4 Go to the great master hall (daishi-do). Light up a votive lantern, burn incense, offer a name slip, pray, and chant sutras in the same manner as in the main hall.
5 Receive a red ink stamp (shu-in) on the stamp book (noukyou-cho) at an office called Noukyou-sho.

Prayer in the daishi-do of Temple No. 87, Nagao-ji

That is how to visit a fuda-sho (Buddhist temple). It is important to behave modesty with respect to Buddha and Kukai enshrined in the temple. Receive a red ink stamp (shu-in) on your stamp book (noukyou-cho). This is a memory of the visit with wonderful brushwork. (At extra fee, 300 yen)

Temple No. 87, Nagao-ji
Address:653 Nagaonishi, Sanuki-shi, Kagawa
Access:3 minutes on foot from “Nagao Station” of Nagao Line of Kotoden

Spirit of Shikoku pilgrimage “Road to make a decision to live”

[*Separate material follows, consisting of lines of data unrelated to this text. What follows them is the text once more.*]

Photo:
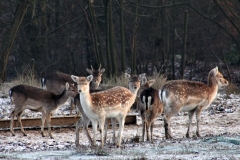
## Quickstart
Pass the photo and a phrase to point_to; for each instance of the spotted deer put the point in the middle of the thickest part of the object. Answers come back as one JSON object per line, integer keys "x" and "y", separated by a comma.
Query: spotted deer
{"x": 84, "y": 121}
{"x": 133, "y": 84}
{"x": 38, "y": 100}
{"x": 55, "y": 82}
{"x": 110, "y": 103}
{"x": 150, "y": 107}
{"x": 189, "y": 96}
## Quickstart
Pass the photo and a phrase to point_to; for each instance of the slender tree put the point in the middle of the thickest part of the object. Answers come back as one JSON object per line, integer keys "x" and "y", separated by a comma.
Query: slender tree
{"x": 10, "y": 35}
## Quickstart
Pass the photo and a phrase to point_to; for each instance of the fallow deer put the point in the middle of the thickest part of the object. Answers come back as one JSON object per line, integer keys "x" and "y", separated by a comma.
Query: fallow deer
{"x": 111, "y": 103}
{"x": 39, "y": 100}
{"x": 55, "y": 82}
{"x": 84, "y": 121}
{"x": 133, "y": 84}
{"x": 189, "y": 96}
{"x": 150, "y": 107}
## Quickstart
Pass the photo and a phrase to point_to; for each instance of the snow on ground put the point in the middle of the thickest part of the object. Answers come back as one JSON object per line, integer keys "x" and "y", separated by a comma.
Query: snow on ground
{"x": 219, "y": 127}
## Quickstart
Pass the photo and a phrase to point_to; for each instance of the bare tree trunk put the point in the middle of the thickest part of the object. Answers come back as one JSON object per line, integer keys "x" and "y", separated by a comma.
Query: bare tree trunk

Prayer of people who accomplished Shikoku pilgrimage at No. 88 Temple, Okubo-ji

Kukai wrote “My mind becomes serene and reflects this world like a calm water surface. Nothing separates me from other people and I have a free mind not disturbed by anything. Like an ocean, my mind reflects everything.” When we are walking in nature surrounded by mountains and seas and visiting holy places associated with Kukai, our feelings are clarified and our minds are naturally cleansed. Shikoku pilgrimage is exactly a journey of spirit.